Tank (; ; ) is the capital city of Tank District, Khyber Pakhtunkhwa, Pakistan. The city is located northwest of Dera Ismail Khan, and southeast of Jandola, Tank Subdivision (formerly known as "Frontier Region Tank"). Lakki Marwat and Bannu lies to the northeast while South Waziristan lies to the west.

Climate
The climate in Tank is referred to as a local steppe climate. There is little rainfall throughout the year. This location is classified as BSh by Köppen and Geiger. The average annual temperature in Tank is 24.1 °C | 75.4 °F. The annual rainfall is 539 mm | 21.2 inch.
The temperatures are highest on average in June, at around 34.5 °C | 94.2 °F. The lowest average temperatures in the year occur in January, when it is around 11.9 °C | 53.4 °F.

Language 

Pashto and Saraiki (locally called Hindkou) are the two languages spoken in Tank.

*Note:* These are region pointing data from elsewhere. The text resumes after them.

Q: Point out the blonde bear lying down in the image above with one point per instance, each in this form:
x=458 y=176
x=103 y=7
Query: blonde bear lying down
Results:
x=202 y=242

The vast majority of people are conversant in the Pashto language as majority of the population consists of Pakhtun or Pashtun tribes. English is also understood by the educated.

Location

It is at 32º13' N. and 70º32' E and is to the northwest of the Indus River and close to the Takht-i-Sulaiman Range.

Localities

The city was previously inside a fort. Here Sir Henry Durand, lieutenant-governor of the Punjab, was killed in 1870 when passing on an elephant under a gateway.